The group issued a statement saying that the Feb. 28 meeting was held “to voice our concern over the rising tide of anti-Semitism in the Soviet Union, whose pernicious manifestation we perceive as a threat to the physical and emotional well-being of that nation’s Jewish population of more than 1.5 million.

“Mindful of recent events in the Soviet Union, in which the Jewish community has been threatened by certain nationalist groups, we urge the Soviet authorities to take action, including enforcement of their own laws, to ensure the safety of the Jewish community,” the conference said in the statement.

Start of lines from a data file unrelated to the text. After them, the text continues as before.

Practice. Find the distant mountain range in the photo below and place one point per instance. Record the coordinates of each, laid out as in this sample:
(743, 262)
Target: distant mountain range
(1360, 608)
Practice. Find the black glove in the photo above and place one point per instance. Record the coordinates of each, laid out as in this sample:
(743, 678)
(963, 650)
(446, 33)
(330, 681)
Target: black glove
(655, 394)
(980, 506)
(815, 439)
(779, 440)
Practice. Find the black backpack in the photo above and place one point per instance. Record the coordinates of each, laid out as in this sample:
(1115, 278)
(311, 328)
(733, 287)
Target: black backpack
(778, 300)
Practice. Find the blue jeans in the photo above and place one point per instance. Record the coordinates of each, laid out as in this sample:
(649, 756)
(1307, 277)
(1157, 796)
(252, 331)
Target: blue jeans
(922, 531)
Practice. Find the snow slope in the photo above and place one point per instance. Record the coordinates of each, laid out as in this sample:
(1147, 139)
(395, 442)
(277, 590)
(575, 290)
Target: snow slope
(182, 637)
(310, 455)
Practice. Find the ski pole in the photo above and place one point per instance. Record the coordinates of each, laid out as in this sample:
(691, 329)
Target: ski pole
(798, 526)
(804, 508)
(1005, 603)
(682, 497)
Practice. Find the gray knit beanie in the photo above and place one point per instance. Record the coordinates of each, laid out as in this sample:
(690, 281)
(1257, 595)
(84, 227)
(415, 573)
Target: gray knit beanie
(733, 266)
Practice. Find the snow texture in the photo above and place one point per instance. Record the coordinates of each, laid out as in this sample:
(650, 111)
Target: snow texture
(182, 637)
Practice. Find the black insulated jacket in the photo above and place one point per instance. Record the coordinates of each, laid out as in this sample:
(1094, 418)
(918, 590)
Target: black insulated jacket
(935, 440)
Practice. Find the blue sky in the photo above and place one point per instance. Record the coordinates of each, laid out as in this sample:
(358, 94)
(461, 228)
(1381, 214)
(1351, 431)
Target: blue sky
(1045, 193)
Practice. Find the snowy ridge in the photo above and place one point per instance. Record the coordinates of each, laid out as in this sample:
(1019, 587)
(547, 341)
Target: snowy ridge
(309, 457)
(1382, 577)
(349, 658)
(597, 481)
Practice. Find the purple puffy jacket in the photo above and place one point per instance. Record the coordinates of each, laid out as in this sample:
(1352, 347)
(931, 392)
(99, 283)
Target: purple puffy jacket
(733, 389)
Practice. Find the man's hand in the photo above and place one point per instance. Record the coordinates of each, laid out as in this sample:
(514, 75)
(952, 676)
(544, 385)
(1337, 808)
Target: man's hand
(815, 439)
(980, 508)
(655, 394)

It also urged the Bush administration to continue raising the issue during high-level meetings with Soviet authorities.

“We ask that the Jewish communities of North America remain sensitive to the increasingly perilous situation of our brethren in the Soviet Union, and that they support all efforts to ensure their physical and emotional security,” the statement continued.

NO THREAT IN BALTIC REGIONS

The conference also urged members of Congress, “other governmental bodies, leaders of the American business community and all other concerned parties to support our efforts on behalf of the security of the Soviet Jewish community, and raise this issue, which affects the daily lives” of Soviet Jews.

Wenick said that while there is no certainty that the lives of Soviet Jews are in danger, “they perceive a threat.” Many are in a state of panic, he said.

He explained that Soviet Jews look at the increasing number of threats of anti-Semitic violence in the context of Russian history, with its sordid record of anti-Semitic pogroms.

The KGB recently stated it will not allow pogroms against Jews. While Soviet Jews have taken some comfort from this, they are not convinced that the authorities have the capability to protect them. They point to the recent mass slaughter of Armenians in Azerbaijan.

The threat does not exist in every region of the Soviet Union, Wenick stressed. Jews in the Baltic republics feel safe, he said. The anti-Jewish threats come from Russian nationalists, parts of the Ukraine and such republics as Azerbaijan, Turkmenistan and Moldavia.

Wenick also suggested the anti-Semitic campaign is part of the opposition to Soviet President Mikhail Gorbachev.